Dan Miho berhasil. Dia tersenyum, matanya tetap hampir kering meski Euncha sempat mengira dia melihat kilatan di sana. “Johda!” hanya itu yang mampu dikatakan Miho untuk mendukung Euncha.

Tepat saat itu Eunhyuk sudah selesai, lalu mereka semua beranjak memasuki mobil setelah disuruh cowok itu. Dengan kepedihan yang membingungkan, Miho duduk di jok belakang sendirian sementara Euncha duduk di sebelah Eunhyuk di depan.

Sepanjang perjalanan mata Miho tak bisa lepas dari pemandangan di depannya. Saat keduanya hendak mengajaknya bicara, dia akan pura-pura sedang mengamati jalan atau sedang tidur. Saat keduanya sedang sibuk berbicara, Miho akan mengamati. Mengamati wajah Euncha yang berseri-seri, mengamati raut Eunhyuk yang tampak bahagia. Perasaan cemburu di hatinya begitu kuat.

Ini situasi yang dilematis bagi Miho. Kedua orang itu adalah orang yang disayanginya, maka kecemburuannya seharusnya tidak boleh ada. Kalaupun boleh, dia tidak mungkin melakukannya, kan? Bukankah dia seorang invalid? Dia tak mampu menjalin hubungan dengan siapapun kan? Pikir Miho sembari mengamati Eunhyuk. Kalau dia menyukai cowok ini, itu akan sangat tidak adil bagi mereka berdua. Karena Miho tidak mungkin menjalin hubungan yang serius. Eunhyuk akan merasa dipermainkan, sementara Miho akan terjebak di antara rasa bersalah dan rasa takutnya.

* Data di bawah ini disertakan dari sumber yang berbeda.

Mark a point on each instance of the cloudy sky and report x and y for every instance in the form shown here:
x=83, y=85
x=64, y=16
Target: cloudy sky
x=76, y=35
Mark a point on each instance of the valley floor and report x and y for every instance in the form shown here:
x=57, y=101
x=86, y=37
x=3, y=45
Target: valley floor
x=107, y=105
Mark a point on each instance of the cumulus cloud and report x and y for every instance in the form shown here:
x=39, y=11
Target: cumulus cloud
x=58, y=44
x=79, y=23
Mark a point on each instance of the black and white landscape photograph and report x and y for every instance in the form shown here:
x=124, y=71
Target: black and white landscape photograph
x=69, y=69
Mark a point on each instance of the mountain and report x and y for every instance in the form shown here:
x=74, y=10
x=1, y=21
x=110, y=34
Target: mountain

Tiba-tiba Miho ingin tertawa. Kenapa dia harus bingung? Sudah jelas kan, tidak akan ada apapun yang terjadi antara dirinya dan Eunhyuk. Di samping semua alasan egois yang tadi dipikirkannya, Miho harus sadar siapa dirinya. Bukan dirinya yang dilihat Eunhyuk dengan mata sebahagia itu. Tapi Euncha. Jadi tak perlulah dia pusing memikirkannya kan? Satu-satunya yang harus dilakukan hanya kembali mengumpulkan kesadarannya, meredakan segala emosi yang sejak semalam selalu muncul gara-gara bayangan Eunhyuk dan Euncha bersama.

Tiba-tiba mobil mereka berhenti. Miho tidak tahu apa yang terjadi, tapi Eunhyuk dan Euncha keluar dari mobil. Miho masih setengah dikuasai lamunannya ketika keluar mobil dan menemukan hal yang tanpa diharapkan membuat hatinya hancur lebur seketika. Semuanya terlambat. Kesadarannya terlambat. Pencegahannya terlambat. Dia sudah menyukai Eunhyuk. Dan Eunhyuk sudah bersama Euncha.

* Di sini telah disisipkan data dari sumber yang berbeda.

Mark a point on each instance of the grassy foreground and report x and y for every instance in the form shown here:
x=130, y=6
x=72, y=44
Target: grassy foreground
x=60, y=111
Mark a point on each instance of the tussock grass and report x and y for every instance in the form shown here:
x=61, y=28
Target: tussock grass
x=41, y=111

Di depannya Eunhyuk sedang memeluk Euncha.

^^^

“Bukan di situ, Oppa. Ke bawah lagi!” Euncha protes.

Eunhyuk menurunkan jarinya. Kenapa sih gadis ini harus memaksakan diri sekeras itu hanya untuk membawakan oleh-oleh apel untuk pacarnya yang bahkan terlalu sibuk untuk menemaninya? Akhirnya punggungnya kesakitan, kan? Cowok itu berpikir sambil memijat daerah punggung Euncha yang katanya sakit.

Posisi mereka sekarang benar-benar tidak enak dilihat. Gampang mengundang kecurigaan orang. Eunhyuk dan Euncha tadi sedang mulai khawatir pada kondisi Miho yang tampak kembali menarik diri. Wanita itu tampak tenggelam dalam pikirannya sendiri sejak mereka meninggalkan perkebunan. Eunhyuk dan Euncha sudah berusaha memancingnya dengan candaan, ejekan dan bahkan hinaan, tapi tak satupun digubris oleh Miho. Sampai akhirnya Euncha berseru kesakitan karena punggungnya kram karena duduknya tidak pernah benar akibat selalu bolak-balik ke belakang mengawasi Miho.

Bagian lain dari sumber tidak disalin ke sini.